By James Martini
Ministers have been urged to consider ditching the air passenger duty (APD) airport departure tax after a report revealed that it could boost the economy by more than £16 billion in the first three years.
Financial services firm PricewaterhouseCoopers (PwC) claimed that abolishing the tax in the UK would create up to 60,000 extra jobs in the long term.
Four leading airlines agreed that scrapping the tax would encourage them to expand their route networks, increase inbound tourism to the UK and improve global business links.
The report said: "Abolishing APD has the potential to reduce the cost of flying, making it cheaper for businesses to maintain relationships with overseas customers.
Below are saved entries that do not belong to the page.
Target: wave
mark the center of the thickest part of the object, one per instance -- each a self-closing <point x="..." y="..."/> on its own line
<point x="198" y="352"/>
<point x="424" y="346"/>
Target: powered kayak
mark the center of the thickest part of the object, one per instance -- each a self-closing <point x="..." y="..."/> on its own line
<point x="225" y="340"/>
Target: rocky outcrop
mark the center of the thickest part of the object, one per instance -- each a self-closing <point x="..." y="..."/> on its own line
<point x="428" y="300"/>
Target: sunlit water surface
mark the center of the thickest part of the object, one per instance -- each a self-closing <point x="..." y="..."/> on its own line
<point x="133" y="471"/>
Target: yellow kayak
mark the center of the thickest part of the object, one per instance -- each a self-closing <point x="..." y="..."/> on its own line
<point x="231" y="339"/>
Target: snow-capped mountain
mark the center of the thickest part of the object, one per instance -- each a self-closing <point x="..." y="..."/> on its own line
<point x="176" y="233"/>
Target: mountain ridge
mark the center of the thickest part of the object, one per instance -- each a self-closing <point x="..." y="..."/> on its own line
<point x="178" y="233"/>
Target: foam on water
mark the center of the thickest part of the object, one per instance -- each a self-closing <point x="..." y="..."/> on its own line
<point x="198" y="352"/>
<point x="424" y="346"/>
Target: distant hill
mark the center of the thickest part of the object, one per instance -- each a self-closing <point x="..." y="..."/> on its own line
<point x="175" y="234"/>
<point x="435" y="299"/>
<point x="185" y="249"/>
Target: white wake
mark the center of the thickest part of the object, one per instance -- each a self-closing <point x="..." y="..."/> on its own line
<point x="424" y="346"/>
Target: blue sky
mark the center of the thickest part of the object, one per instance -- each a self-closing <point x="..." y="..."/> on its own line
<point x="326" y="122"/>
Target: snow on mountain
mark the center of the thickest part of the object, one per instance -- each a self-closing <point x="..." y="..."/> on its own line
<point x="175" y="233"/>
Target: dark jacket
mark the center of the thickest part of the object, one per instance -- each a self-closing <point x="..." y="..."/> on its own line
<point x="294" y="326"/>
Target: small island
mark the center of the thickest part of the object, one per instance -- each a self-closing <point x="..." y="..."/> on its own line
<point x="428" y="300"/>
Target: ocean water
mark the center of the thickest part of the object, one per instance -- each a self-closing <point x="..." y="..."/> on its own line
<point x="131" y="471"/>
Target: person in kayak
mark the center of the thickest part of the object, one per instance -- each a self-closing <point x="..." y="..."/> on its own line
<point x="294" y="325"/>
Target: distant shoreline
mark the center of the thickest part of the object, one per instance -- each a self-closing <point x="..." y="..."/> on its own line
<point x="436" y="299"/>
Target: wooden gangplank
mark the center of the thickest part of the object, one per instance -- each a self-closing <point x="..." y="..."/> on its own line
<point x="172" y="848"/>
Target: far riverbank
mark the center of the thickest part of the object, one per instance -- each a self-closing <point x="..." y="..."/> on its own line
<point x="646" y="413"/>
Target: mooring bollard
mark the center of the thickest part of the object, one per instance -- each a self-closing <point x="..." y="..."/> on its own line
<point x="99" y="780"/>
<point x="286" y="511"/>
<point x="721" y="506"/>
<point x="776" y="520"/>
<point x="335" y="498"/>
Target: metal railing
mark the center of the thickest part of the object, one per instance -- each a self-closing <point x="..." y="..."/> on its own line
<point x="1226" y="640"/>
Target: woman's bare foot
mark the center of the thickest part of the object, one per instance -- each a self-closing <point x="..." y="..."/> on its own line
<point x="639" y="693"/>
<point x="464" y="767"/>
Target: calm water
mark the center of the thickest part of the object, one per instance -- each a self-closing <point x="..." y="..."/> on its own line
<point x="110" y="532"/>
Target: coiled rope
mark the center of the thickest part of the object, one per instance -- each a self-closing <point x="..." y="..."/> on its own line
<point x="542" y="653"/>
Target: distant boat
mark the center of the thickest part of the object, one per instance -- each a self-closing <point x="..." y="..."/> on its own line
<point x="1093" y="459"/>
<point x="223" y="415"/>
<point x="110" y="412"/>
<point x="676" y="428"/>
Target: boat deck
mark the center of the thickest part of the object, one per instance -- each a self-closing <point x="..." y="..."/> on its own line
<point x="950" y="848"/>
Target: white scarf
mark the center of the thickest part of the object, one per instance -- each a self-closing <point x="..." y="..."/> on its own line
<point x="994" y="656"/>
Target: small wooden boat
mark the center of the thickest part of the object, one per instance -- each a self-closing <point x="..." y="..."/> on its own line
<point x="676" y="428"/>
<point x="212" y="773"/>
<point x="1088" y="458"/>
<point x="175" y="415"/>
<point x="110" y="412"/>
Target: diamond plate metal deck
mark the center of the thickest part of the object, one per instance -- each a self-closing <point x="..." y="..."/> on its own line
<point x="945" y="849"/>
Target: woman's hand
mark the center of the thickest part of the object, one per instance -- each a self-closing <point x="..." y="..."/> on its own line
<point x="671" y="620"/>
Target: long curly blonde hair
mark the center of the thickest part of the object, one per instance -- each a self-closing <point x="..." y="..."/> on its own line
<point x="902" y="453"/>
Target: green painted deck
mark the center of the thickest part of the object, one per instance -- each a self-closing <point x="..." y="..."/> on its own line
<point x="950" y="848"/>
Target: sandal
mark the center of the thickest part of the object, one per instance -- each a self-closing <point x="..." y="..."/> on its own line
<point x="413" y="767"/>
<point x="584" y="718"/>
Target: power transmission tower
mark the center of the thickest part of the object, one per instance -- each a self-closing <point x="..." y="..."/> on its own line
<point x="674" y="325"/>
In this sense APD could be regarded as a tax on exports.
"APD is at least as damaging to the UK economy, and probably more so, than corporation tax or fuel duty."
The APD tax has been in operation for more than two decades, in which time short-haul flights have increased by up to 260 per cent and long-haul flights by 360 per cent.
Tourism to the Caribbean has been one of the hardest hit overseas markets in recent years, with flights to Antigua or Barbados being more heavily taxed than longer trips to the west coast of America.
British Airways, easyJet, Ryanair and Virgin Atlantic all agreed that the report showed the important role being played by the aviation sector, describing it as "an engine of economic growth for both international commerce and tourism" in the UK.
A communal statement from the airline chiefs said: "It proves that APD is one of the three most destructive taxes, alongside corporation tax and fuel duty.
"The Chancellor has taken action on those two taxes in the Autumn Statement and we would encourage him to use the forthcoming Budget to remove APD to stimulate economic growth and create jobs."
Should Chancellor George Osborne respond proactively to the findings, the aviation industry said it would be "able to move quickly to add new flights in and out of the UK, or invest in new products and services, creating new opportunities for businesses and much-needed jobs across the UK".